Honing the programme

Many schools with innovative learning programmes boast high staff-turnover and poor staff wellbeing. Teachers are constantly burnt out by the creative of drain of creating new courses. Here we re-encounter our problematic binary – we might be creatively inspired but we’re exhausted. In what I call – the ‘everything new, all the time’ bias, teachers aren’t allowed to hone their practice, to build on previous courses and refine interesting and exciting learning programmes. Their encouraged to create new programmes yearly, with no regard for their personal wellbeing. If traditional schools are the masters of rolling the same programme year in year out, then progressive institutions are guilty of the opposite.

I’m guilty of this too. As an English teacher, every year I wanted to teach a new film. However, the best learning I saw from students was when I re-taught a text and gathered new insights and skills. I think all our learning programmes need a minimum 3-year cycle. One year to figure it out, one year to fine-tune and another to absolutely nail it. We need to start providing opportunities to enhance learning programmes that already exist and ask the question ‘is this fit for purpose?’ We shouldn’t be rolling out the same programme for different kids each year, but we should have adaptable programmes for the learners in front of us. Change for changes sake, is not transformative nor is it sustainable.

Asking questions

Creating learning programmes that are collaborative starts by asking questions. Starting from a place of questioning means we are more willing to embrace that knowledge is fluid, dynamic and not one-size-fits-all. It means that we are putting ourselves in the shoes of the learner. Author and lecturer, Brene Brown in her book Dare to Lead talks about to the need to shift from always knowing to always learning. A daring leader encourages people to ask questions and unlocks power within people as opposed to holding power over people. Repositioning ourselves as the learner not only brings people into the conversation, it has the flow-on effect of our programmes being more responsive to our students’ needs.

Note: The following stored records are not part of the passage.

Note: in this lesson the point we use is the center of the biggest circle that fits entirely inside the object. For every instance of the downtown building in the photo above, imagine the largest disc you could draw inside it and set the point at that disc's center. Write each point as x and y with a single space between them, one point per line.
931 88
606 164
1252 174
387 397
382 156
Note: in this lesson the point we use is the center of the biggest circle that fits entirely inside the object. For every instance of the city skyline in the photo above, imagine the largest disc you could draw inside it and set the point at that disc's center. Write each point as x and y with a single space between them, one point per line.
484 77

In order to realise the vision of this third way of collaborative learning design we need to be willing to have difficult conversations about what we deliver, not just how we deliver it. The question we need to be asking is ‘what are the non-negotiables in the courses we design.’ I think part of the problem is we often confuse collegiality and collaboration. When our conversations are about sharing activities, information and anecdotes as opposed to raising questions about learning goals and practices, we’re not really collaborating (Nelson et al, 2010). In order to have collaborative conversations about connections between the specifics of practice and what students know requires a conversational shift from sharing to inquiring together. We need to be engaging in wananga, not hui. Again, this takes time. Time to start asking difficult questions about what we are teaching and why.

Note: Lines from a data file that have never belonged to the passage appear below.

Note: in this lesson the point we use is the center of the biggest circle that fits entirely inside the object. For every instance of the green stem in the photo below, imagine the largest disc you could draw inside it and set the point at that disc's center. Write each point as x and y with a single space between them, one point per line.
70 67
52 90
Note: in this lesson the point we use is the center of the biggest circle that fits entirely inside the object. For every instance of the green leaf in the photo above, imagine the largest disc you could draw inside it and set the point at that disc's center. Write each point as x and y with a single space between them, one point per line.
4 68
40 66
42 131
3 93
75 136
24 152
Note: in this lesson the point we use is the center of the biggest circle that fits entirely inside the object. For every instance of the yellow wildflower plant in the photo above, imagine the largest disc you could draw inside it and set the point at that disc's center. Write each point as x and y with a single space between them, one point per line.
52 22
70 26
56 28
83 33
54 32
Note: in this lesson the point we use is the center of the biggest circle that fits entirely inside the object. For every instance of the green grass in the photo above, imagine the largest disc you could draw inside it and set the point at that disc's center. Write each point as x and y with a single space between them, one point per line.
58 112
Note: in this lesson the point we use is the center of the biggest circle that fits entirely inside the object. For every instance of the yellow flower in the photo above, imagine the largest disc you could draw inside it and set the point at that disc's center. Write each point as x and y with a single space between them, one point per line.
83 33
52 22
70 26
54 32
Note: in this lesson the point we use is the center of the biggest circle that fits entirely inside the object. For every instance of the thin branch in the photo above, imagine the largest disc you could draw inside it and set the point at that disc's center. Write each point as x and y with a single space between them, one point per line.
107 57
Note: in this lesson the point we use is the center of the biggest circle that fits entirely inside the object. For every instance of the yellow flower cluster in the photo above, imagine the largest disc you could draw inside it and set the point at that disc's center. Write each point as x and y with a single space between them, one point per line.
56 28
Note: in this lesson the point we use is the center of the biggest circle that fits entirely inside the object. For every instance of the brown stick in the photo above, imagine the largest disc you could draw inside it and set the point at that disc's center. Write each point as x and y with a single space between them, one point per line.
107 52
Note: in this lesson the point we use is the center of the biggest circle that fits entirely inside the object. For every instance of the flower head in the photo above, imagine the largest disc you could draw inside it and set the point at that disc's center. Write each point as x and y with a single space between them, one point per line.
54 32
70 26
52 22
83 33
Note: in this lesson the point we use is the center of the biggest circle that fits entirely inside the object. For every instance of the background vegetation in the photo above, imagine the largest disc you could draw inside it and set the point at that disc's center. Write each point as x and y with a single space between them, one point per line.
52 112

We have the opportunity to transform learning experiences through this third way. A way that turns the binary of traditional and progressive on its head and asks, ‘how can we provide structure and support without compromising creative freedom?' If educational leaders begin to provide the time and space for teachers to ask tricky questions and collaboratively plan together, we might have a hope of creating a curriculum that engages both students and educators.